Korean Yellowfin Tuna

This Korean Yellowfin Tuna will knock your socks off. When I think of tuna, I think of sushi/poke, tuna salad, or a wasabi crusted one from a fancy restaurant. Now these are all delicious, but I wanted something new. I wanted something that everyone would like. Some people don’t like raw fish, which scraps sushi and poke. Some people don’t like tuna salad because of the consistency. And some people don’t like the bold flavor of wasabi. So *poof*… I made a recipe that the whole table will love. 

This recipe is equal parts flavorful and delicious. The times can easily be adjusted to cook the fish to be more rare or well done. This recipe is really fool proof. And if your little one’s don’t like broccoli, use something they do like. This is one of the easiest recipes I have that even your pickiest eater will love.

Tuna is a flaky mild fish. Combined with gochujang and the other flavors it takes on a profile that is so delicious it will leave you craving more!  

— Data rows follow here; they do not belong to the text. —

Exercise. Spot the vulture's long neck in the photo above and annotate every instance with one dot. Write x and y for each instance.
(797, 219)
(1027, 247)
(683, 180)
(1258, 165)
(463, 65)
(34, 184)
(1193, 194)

My little family of two had a ton of leftovers as well. Comeback soon for a good leftover recipe using this yummy fish!

Korean Yellowfin Tuna

This Korean Yellowfin Tuna is so flavorful and delicious!
Prep Time5 minutes
Cook Time45 minutes
Total Time50 minutes
Course: Dinner, Fish
Cuisine: American, Asian, Korean
Keyword: American, Asian, Fish, Korean, Tuna, Yellowfin
Servings: 6 people
Author: Sophie May



  • 1 lb yellowfin tuna Cut into small portion sized steaks
  • 1 shallot sliced


  • 1/2 T minced garlic
  • 2 T brown sugar
  • 3 tsps sesame seeds
  • 1.5 T low sodium soy sauce
  • 2 T gochujang
  • 1 T sesame oil
  • 1 tsp onion powder
  • 1/2 tsp paprika
  • 1 tsp red pepper flakes
  • salt to taste
  • pepper to taste

Veggie Side

  • 2-3 C any veggies you have I use broccoli, carrots, snap peas, etc. They can be fresh or frozen
  • 2 T sesame oil
  • 1 T low sodium soy sauce
  • 1 tsp garlic powder
  • salt to taste
  • pepper to taste

Serve with

  • cooked rice I cook mine with an extra tsp rice vinegar and tsp sesame oil
  • green onions chopped
  • sesame seeds


  • Adjust racks in your oven so one is in the middle and one is near broilers (top).
  • Heat oven to 375°F.
  • In a gallon bag, combine all of the sauce ingredients until well mixed. Add tuna and shallot and shake in the bag (MAKE SURE IT IS SEALED). Once the fish is well coated, set aside and let it marinate while your veggies cook.
  • On a foil lined baking sheet, toss your veggies with oil, soy sauce, garlic powder, salt, and pepper.
  • Cook for 15-25 minutes on middle shelf. If you like your tuna more raw, cook your veggies longer to ensure they get nice and crispy.
  • Once the veggies are nice and tender (more crisp if cooking tuna for less time), remove the pan and toss the veggies. Make space for the fish fillets and place them flat on the tray. Coat the tops with remaining marinade and sliced shallots.
  • Bake for 10-20 minutes. Check periodically to ensure you do not over cook the tuna. I like mine more medium versus my husband. I remove his steaks before mine.
  • To get a nice blackened crisp, set oven to HI broil and cook for 2-3 minutes. This will give your veggies a nice crisp and the outside of your tuna a nice texture.
  • Serve with rice, green onions and extra sesame seeds if desired! ENJOY!